22Quels que soient les biens fermiers meubles qu’ils « possédaient », cette question était contestée, car les propriétaires terriens avaient chaque fois des exigences de plus en plus grandes sur l’outillage agricole, le bétail, et même les biens personnels. Ce n’est qu’à la fin du xviiie siècle que les lois paysannes (Banerordnungen) définirent pour la première fois ce qui sur une ferme « appartenait » à la famille de paysans et ce que le soi-disant immuable « inventaire de fer » du domaine excluait des legs des paysans.
23Dans ces circonstances, les questions d’héritages étaient centrées sur les deux générations vivantes de parents et d’enfants, l’exactitude dans l’information sur le lignage jouant un rôle peu important. La fierté de sa lignée (en letton dzimta), normalement la « lignée paternelle », pouvait néanmoins avoir une signification, mais ce n’était pas là un sentiment qui nécessitait pour exister une information généalogique précise. Par conséquent, la paysannerie lettone entra dans le xixe siècle avec une « corésidence » de groupes de parenté et de réseaux de parents vivants relativement petits et avec un sens temporel de la lignée qui était, quant à lui, relativement sous-développé. Les liens de parenté « au sein » de la ferme étaient importants parce qu’ils servaient de critère à l’attribution des tâches de corvées agricoles : les chefs, par exemple, préféraient envoyer dans le domaine des paysans sans liens de parenté avec le groupe pour remplir les corvées pénibles (Plakans et Wetherell, 1992, p. 209-212).
24Grâce aux recensements impériaux de la fin du xviiie et du début du xixe siècles (ce que l’on appelait les « révisions des âmes »), il a été possible de suivre la trace de familles individuelles et d’examiner la persistance de mêmes lignées familiales au sein des fermes.
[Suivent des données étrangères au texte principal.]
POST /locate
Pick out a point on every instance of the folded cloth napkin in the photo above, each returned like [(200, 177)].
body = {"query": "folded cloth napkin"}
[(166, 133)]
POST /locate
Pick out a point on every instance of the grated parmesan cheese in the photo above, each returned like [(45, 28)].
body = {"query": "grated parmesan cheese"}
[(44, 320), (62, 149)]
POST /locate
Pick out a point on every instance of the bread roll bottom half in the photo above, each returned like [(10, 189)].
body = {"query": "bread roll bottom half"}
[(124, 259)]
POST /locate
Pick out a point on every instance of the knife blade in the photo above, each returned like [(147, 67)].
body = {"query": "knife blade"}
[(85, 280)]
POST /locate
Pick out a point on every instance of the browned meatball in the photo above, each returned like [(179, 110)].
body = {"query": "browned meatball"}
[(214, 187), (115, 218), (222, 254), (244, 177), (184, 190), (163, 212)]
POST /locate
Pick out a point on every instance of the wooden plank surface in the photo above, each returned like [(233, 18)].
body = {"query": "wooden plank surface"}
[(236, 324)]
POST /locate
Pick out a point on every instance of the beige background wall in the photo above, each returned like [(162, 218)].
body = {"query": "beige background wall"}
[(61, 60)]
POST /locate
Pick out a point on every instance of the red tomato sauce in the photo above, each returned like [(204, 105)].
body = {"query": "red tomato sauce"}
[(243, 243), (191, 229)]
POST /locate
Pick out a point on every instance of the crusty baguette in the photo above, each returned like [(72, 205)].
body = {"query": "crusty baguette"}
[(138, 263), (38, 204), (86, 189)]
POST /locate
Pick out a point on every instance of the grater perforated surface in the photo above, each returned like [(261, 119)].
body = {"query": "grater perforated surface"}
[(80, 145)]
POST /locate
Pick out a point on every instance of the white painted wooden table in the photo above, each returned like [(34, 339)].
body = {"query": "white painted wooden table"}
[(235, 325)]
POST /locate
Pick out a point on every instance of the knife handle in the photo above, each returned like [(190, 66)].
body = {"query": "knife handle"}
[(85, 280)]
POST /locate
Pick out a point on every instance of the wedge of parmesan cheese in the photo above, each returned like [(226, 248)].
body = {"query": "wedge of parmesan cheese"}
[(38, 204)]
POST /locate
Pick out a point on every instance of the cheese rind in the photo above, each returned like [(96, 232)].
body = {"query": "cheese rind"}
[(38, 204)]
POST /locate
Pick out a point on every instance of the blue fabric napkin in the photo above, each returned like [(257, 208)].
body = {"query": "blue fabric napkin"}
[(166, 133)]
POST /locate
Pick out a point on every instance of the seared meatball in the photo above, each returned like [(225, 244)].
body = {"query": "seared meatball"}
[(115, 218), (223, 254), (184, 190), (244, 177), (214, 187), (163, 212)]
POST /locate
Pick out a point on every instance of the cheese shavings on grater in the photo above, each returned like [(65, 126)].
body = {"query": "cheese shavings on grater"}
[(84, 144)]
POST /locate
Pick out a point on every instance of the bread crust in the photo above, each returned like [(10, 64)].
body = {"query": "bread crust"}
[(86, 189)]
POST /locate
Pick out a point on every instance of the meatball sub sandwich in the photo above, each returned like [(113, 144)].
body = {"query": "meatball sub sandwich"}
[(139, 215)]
25Les lignées paysannes qui réussissaient le mieux étaient celles qui, à travers trois ou quatre générations archivées, avaient résolu la question de la succession. Un fils marié, co-résidant avec le chef de famille usuel (le père), était un élément crucial pour permettre qu’une lignée familiale pût perdurer dans le même domaine. La plupart des familles, cependant, avaient de sérieuses difficultés à garder la direction du domaine au-delà de deux générations successives (Wetherell et Plakans, 1998, p. 344-346). L’accident démographique, les politiques de direction domaniale et d’autres circonstances imprévisibles empêchaient la plupart des lignées familiales de conserver durablement la direction des fermes. Perdre cette direction signifiait pour les familles descendre dans les rangs de la main-d’œuvre agricole sans terre qui représentait toujours la partie la plus importante de la population d’un domaine. Les ouvriers agricoles quittaient rarement le domaine, mais changeaient fréquemment de fermes et formaient ainsi à l’intérieur du domaine quelque chose de comparable à une force mobile de travail.
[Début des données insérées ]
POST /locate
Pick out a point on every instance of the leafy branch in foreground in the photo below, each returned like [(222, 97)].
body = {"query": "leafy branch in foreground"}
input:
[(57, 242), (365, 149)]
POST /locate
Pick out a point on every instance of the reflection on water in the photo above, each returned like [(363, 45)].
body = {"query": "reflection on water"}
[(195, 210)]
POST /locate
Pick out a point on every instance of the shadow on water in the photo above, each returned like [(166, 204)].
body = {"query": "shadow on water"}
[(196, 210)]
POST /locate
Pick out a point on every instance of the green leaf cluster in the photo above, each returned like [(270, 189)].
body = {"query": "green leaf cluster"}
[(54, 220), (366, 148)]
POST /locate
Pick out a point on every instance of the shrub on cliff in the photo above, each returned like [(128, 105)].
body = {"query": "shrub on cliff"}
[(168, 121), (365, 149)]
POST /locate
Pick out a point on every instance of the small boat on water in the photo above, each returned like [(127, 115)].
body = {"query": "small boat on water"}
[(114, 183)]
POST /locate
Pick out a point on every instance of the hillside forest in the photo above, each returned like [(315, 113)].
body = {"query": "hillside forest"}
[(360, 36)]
26Les archives de la transmission confirment en outre l’idée qu’avant l’émancipation l’information précise sur la lignée était réduite et n’avait qu’une valeur symbolique. Le fait de savoir qu’un grand-père ou un arrière-grand-père avait été à la tête d’une ferme n’habilitait pas un individu à la diriger en son temps. Bien que la tradition orale lettone contienne des références à tevu tevu zeme (la terre du père du père), la phrase ne couvrait pas une formule légale, mais plutôt une énonciation symbolique de l’attachement au lieu (Svabe, 1953 ; 1983). De plus, l’absence de noms avant l’émancipation permet difficilement d’imaginer comment les paysans eux-mêmes ou les archivistes contemporains, à supposer qu’ils y fussent enclins, auraient pu établir une vérification documentée des liens de parenté sur un long terme. Même dans les cultures paysannes qui mémorisent avec soin dans la poésie épique les lignées paternelles, les comparaisons entre les lignées « poétiques » et les lignées fondées sur des documents montrent de grandes disparités (Halpern et Halpern, 1972).
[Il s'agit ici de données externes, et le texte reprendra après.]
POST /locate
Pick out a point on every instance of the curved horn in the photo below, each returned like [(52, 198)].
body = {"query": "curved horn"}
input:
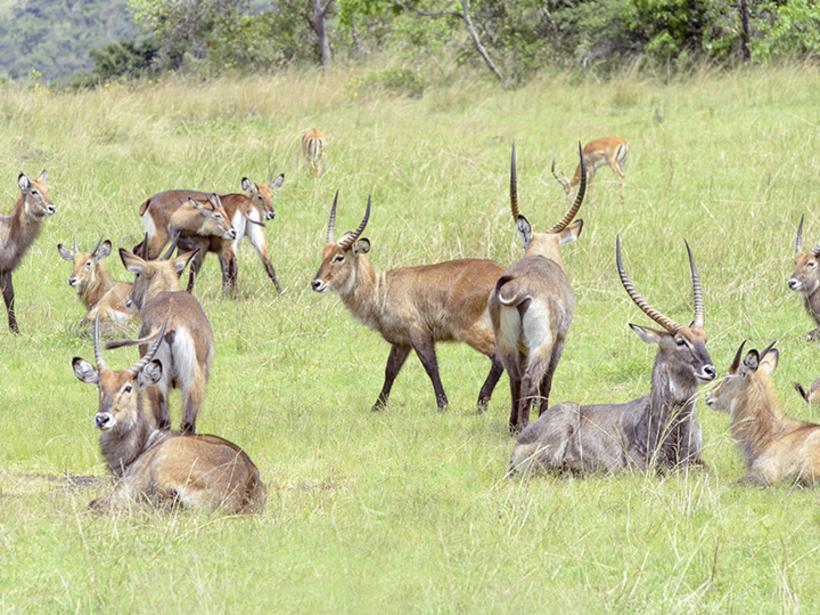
[(514, 188), (349, 238), (97, 351), (579, 198), (152, 350), (667, 323), (697, 290), (799, 243), (331, 237)]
27La tradition orale lettone n’avait pas de poésie épique consacrée aux lignées, et les requêtes de propriétaires de domaines déterminés, qui pouvaient se faire établir des documents spécifiant leurs droits et se référant aux chartes et accords, l’emportaient toujours sur toute demande basée sur la mémoire familiale que les familles de paysans pouvaient présenter quant au droit d’occupation des terres.
Transformation de l’identité familiale : la loi paysanne de 1819
28La loi sur les paysans de Livonie votée en 1819 avait pour premier but de faire évoluer le statut des paysans de serfs à personnes libres, mais pour y parvenir il fallait changer également d’autres aspects de l’ancien régime « patriarcal » : des tribunaux paysans furent créés ainsi que de nouvelles unités gouvernementales (pagasti) les droits des propriétaires sur chaque terre furent clairement fixés et les paysans acquirent le droit de libre déplacement. La loi émancipa la paysannerie lettone en la segmentant – d’abord les responsables de ferme et leurs familles, puis les serfs qui travaillaient la terre des domaines, et finalement les ouvriers agricoles et leurs familles – selon un processus qui dura jusqu’en 1826. Entre autres choses, la nouvelle loi exigeait que le « nom » de chaque personne affranchie fût introduit sur les listes domaniales ; mais quand les propriétaires tentèrent de faire respecter cette clause, la prédominance du prénom comme seul désignateur créait des problèmes immédiats, étant donné que les paysans pouvaient maintenant se déplacer et même franchir les limites du domaine. La rectification fut ordonnée par un nouveau règlement de 1820 qui s’inscrivait dans le processus d’émancipation et qui disait « qu’afin de faciliter la surveillance et l’administration des personnes, chaque lignée de paysans (en letton cilts) devrait ajouter au nom que chacun de ses membres avait reçu à son baptême, un nom de famille » et que chaque individu responsable de ses propres affaires devrait en faire de même. « Avec l’usage du seul nom de baptême », disait le règlement, « étant donné que tant de personnes portent le même, il est difficile de distinguer une personne d’une autre, s’ils n’ont pas un nom de famille. Une fois le nom de famille choisi, le nom ne pourra plus être librement changé sans la permission de l’État », c’est-à-dire des autorités locales (Upelnieks, 1938, p. 39).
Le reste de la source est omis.